Por Otávio Cabral e Diego Escosteguy (Revista Veja):
O que levou o presidente Lula a ceder tão gentilmente aos controladores de vôo amotinados nos aeroportos do país no dia 30 de março, concordando em dar-lhes
compensações salariais e revogando-lhes uma ordem de prisão dada pela cúpula da Aeronáutica? O que levou o presidente Lula, dias depois, a chamar os controladores de irresponsáveis e traidores, cancelando correções salariais e autorizando prisões em caso de nova rebelião? Em sua explicação pública para tamanha guinada, Lula saiu-se com justificativas contraditórias. Primeiro, disse que, ao saber do motim dos sargentos, estava a bordo do Aerolula rumo aos Estados Unidos e não recebera um “quadro completo” da situação. Depois, encarregou seus assessores de espalhar que o recuo se explicava porque, no auge da crise, não tinha alternativa além de ceder aos controladores, sob pena de manter os aeroportos do país paralisados. Por fim, em reunião com aliados no Palácio do Planalto, disse que se sentia “traído” pela categoria. “Fui apunhalado pelas costas. Esperaram eu sair do país.” O que Lula não disse é que o principal motivo de ter mudado tão radicalmente de posição foi outro: os militares peitaram o presidente – e ganharam a parada.Assim que teve sua ordem de prender os controladores de vôo cancelada por Lula, o comandante da Aeronáutica, o brigadeiro Juniti Saito, reuniu-se com um grupo de oficiais, assessores jurídicos e dois representantes do Superior Tribunal Militar (STM). A reunião aconteceu no 9º andar do prédio da Aeronáutica, na Esplanada dos Ministérios. Na discussão, ponderou-se que a decisão de Lula poderia resultar numa acusação por crime de responsabilidade. Afinal, no artigo 7º da lei que define crime de responsabilidade prevê-se punição para a autoridade que venha a “incitar militares à desobediência à lei ou infração à disciplina”. Com essa poderosa ameaça na manga, o brigadeiro convocou outra reunião, para a manhã seguinte, com os nove brigadeiros que compõem o alto-comando. Nesse encontro, discutiram como ampliar o arsenal para enfrentar Lula. A primeira decisão foi que o Ministério Público Militar, afinado com a cúpula da Aeronáutica, processaria os rebelados, a despeito das promessas do presidente de que não haveria punição. “A punição dos grevistas sempre foi questão de honra. Não voltaremos atrás nem com ordem do papa”, disse a VEJA um integrante do alto-comando.

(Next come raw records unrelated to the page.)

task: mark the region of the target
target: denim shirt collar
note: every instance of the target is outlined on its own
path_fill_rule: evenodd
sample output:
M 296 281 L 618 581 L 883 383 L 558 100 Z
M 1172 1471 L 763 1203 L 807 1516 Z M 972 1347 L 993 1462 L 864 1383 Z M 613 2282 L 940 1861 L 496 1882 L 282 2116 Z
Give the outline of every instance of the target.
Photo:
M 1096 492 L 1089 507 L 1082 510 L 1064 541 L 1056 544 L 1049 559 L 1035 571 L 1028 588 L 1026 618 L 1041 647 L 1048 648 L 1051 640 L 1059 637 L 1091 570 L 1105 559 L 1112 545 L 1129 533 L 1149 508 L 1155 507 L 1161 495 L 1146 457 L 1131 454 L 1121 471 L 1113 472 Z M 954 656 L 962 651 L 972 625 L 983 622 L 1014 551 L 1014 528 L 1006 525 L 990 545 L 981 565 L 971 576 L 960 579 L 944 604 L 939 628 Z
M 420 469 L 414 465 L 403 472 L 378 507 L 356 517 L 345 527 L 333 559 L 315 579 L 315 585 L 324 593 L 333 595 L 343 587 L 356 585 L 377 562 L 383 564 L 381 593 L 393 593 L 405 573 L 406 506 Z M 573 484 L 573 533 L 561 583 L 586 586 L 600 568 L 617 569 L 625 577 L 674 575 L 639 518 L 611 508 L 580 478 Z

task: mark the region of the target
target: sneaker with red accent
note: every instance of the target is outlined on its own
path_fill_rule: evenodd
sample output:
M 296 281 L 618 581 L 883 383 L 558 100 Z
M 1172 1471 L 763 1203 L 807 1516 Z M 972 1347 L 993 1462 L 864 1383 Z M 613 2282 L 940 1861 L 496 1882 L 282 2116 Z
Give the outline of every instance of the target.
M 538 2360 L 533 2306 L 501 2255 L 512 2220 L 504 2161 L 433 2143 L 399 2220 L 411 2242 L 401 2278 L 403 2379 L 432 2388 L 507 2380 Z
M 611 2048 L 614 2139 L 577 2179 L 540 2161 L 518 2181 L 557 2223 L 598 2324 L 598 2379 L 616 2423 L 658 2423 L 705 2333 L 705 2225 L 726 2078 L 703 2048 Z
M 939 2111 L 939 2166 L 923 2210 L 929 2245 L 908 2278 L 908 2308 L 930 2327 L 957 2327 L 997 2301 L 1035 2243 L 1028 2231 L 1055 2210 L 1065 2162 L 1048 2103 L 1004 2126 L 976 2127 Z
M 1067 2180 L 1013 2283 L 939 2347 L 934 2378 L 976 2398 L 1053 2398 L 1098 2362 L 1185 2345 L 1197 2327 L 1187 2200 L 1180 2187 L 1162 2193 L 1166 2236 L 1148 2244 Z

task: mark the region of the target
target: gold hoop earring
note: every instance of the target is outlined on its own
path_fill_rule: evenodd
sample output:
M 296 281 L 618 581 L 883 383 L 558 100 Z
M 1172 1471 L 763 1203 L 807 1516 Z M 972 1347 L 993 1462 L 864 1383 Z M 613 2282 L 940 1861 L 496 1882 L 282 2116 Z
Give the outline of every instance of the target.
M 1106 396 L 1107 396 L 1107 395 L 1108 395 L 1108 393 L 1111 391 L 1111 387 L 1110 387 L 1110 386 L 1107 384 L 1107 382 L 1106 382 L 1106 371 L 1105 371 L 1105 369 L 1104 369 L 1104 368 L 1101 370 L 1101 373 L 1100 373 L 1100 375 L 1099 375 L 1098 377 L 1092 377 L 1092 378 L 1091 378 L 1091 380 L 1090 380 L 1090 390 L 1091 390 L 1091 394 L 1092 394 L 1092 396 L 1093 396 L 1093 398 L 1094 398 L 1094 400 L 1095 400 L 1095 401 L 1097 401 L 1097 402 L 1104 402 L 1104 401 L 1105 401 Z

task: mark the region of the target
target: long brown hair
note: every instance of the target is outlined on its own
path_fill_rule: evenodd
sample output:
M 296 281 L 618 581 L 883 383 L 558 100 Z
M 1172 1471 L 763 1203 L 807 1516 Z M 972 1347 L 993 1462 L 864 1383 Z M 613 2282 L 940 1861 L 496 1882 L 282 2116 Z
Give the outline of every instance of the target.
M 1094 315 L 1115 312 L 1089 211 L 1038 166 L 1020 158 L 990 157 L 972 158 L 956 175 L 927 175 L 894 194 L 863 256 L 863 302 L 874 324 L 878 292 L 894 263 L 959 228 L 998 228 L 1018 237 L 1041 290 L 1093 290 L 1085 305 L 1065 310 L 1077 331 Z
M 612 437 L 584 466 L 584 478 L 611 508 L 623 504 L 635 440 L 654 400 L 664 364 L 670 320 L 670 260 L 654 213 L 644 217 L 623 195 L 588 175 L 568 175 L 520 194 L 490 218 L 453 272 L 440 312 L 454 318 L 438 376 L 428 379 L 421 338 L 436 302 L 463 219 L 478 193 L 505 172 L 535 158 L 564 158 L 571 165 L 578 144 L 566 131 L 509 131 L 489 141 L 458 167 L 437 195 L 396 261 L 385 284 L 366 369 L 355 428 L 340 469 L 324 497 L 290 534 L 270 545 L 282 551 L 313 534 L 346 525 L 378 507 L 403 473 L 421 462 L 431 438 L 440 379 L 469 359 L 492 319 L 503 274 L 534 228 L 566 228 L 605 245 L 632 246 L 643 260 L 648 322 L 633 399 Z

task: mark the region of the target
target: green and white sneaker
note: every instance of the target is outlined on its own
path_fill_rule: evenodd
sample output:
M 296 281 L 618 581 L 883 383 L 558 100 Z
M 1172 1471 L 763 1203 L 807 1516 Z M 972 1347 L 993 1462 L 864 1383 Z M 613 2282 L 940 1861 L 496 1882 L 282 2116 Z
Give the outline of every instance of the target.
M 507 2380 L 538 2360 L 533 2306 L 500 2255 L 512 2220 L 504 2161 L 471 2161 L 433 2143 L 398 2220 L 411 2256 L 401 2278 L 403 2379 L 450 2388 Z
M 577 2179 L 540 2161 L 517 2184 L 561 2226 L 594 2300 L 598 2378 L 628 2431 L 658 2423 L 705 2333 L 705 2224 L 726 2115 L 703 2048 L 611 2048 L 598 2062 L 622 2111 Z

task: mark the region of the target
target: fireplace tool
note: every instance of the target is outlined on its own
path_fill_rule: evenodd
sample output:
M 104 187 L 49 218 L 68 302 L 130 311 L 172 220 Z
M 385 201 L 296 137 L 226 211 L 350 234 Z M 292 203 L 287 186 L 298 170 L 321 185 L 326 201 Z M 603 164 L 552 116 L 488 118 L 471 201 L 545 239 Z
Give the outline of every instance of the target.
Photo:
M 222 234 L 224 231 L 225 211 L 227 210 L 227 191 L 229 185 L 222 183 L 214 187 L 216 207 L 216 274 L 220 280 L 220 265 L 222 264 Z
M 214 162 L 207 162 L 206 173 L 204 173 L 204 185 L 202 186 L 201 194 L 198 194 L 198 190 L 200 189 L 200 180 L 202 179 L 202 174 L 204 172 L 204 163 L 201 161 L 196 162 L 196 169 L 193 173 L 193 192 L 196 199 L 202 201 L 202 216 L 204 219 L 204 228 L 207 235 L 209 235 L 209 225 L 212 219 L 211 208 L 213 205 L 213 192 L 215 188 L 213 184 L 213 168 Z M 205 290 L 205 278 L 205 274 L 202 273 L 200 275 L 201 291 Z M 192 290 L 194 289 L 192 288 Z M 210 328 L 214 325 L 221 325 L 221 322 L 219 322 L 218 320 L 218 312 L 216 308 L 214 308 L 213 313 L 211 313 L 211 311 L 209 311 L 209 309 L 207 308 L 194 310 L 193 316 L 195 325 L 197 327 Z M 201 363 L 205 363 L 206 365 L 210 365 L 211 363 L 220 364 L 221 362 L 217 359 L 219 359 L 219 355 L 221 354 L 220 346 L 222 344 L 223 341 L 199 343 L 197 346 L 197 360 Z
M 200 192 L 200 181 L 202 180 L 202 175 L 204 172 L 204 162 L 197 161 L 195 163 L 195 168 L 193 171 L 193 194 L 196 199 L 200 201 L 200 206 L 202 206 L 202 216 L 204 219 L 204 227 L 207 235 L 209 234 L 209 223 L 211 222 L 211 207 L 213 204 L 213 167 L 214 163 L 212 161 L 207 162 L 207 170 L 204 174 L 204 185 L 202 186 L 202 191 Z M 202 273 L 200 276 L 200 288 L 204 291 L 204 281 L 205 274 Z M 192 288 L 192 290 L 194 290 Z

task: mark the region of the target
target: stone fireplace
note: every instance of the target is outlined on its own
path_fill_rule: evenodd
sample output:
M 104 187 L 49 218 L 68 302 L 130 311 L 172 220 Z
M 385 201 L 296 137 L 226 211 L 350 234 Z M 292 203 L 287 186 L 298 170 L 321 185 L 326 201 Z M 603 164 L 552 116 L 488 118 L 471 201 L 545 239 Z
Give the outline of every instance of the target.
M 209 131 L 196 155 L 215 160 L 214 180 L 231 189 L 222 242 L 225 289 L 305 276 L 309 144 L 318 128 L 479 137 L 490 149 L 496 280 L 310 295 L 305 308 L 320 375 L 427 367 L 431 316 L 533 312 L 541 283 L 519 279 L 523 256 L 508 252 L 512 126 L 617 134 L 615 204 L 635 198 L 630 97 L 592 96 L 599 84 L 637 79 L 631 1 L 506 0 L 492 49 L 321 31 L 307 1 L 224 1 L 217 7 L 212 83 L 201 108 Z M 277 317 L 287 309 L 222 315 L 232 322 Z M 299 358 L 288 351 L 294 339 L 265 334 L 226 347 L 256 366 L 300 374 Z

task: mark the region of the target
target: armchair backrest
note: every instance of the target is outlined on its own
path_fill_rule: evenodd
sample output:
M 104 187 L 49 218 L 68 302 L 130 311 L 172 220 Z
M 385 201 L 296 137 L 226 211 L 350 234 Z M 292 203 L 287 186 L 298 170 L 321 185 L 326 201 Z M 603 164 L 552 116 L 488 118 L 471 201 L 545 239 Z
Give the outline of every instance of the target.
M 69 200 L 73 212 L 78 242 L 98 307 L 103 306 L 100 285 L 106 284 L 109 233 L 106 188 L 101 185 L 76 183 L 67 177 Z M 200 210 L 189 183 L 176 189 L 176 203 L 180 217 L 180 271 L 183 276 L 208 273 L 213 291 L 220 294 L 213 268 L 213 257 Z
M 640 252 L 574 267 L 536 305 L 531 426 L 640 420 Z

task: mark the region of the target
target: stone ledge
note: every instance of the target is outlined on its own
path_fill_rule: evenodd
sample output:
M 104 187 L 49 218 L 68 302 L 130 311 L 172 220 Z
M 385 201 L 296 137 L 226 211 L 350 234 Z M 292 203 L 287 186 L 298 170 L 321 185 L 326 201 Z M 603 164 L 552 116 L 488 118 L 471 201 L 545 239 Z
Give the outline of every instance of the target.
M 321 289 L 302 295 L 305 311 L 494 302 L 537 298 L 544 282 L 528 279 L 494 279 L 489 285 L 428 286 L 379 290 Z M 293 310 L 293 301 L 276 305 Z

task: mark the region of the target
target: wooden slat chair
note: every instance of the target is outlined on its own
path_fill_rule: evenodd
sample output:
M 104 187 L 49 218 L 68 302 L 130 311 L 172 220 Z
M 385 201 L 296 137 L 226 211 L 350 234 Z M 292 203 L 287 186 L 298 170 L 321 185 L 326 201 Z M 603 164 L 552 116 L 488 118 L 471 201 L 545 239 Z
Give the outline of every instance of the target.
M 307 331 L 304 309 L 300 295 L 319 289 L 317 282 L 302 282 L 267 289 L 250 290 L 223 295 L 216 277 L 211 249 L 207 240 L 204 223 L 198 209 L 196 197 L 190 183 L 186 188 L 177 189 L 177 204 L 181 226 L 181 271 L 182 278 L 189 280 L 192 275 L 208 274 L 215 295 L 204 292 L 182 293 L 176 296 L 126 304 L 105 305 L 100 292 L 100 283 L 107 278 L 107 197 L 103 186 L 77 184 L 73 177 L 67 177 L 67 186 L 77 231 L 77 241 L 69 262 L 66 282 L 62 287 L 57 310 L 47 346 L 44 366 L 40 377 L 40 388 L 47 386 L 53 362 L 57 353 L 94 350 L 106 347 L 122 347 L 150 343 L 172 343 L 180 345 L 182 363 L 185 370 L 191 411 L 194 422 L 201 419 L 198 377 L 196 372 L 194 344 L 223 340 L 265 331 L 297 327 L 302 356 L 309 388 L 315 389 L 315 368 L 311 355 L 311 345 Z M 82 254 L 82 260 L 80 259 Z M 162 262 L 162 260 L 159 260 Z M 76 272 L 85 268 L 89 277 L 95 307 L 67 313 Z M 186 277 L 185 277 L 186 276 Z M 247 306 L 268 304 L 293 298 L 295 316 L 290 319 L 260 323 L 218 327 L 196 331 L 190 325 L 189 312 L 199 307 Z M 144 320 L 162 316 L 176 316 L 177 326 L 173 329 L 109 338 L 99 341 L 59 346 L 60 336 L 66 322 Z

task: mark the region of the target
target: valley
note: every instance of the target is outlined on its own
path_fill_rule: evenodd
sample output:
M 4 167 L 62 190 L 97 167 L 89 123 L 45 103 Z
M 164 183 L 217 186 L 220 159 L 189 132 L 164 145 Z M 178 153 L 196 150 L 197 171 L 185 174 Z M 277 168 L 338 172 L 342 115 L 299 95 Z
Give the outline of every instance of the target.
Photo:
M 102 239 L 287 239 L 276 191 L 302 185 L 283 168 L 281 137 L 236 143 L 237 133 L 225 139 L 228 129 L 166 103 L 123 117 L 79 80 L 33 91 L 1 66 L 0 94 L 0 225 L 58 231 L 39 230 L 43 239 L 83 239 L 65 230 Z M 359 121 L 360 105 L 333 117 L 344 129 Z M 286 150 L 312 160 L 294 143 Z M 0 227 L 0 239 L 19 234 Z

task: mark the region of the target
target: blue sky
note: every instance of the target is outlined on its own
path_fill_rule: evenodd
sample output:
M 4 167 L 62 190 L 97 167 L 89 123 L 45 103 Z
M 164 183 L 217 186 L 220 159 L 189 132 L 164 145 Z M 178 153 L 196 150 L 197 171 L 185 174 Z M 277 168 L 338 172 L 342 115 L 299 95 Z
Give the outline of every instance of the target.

Na mesma reunião, os brigadeiros decidiram ainda resistir a outra reivindicação dos sargentos amotinados que Lula mandara atender: a desmilitarização do controle de tráfego aéreo. Atualmente, os controladores de vôo e os responsáveis pela defesa aérea compartilham uma parte dos equipamentos. Os militares decidiram, ali, que os equipamentos passariam a ser usados somente pela defesa aérea. Também decidiram suspender o treinamento de novos controladores, uma tarefa hoje exclusiva da Aeronáutica, e listaram os benefícios que mandariam cortar dos rebelados: moradia funcional, transporte de casa para o trabalho, assistência médica e alimentação – tudo, hoje, cedido pela Aeronáutica. Por fim, Saito disse que, se Lula mantivesse a decisão de ceder tudo aos amotinados, ele entregaria o cargo. Os demais presentes – com uma só divergência, a do brigadeiro José Américo dos Santos – também disseram que entregariam o cargo ao presidente. “Olha só a situação em que eu cheguei”, comentou o brigadeiro Saito. “Posso ser o comandante da Aeronáutica com a permanência mais curta da história.”
A Aeronáutica salvou o governo no festival de bobagens feitas nos últimos 6 meses, que culminou na atitude desastrada de sexta-feira. É claro que o presidente está agora tentando pegar carona nesta onda, faz parte da política. Mas quem tem um mínimo de espírito crítico sabe que ele fez bobagem e se não fosse a atitude firme da Força (Armada, não sindical) teríamos uma crise institucional grave. O resto fica para história.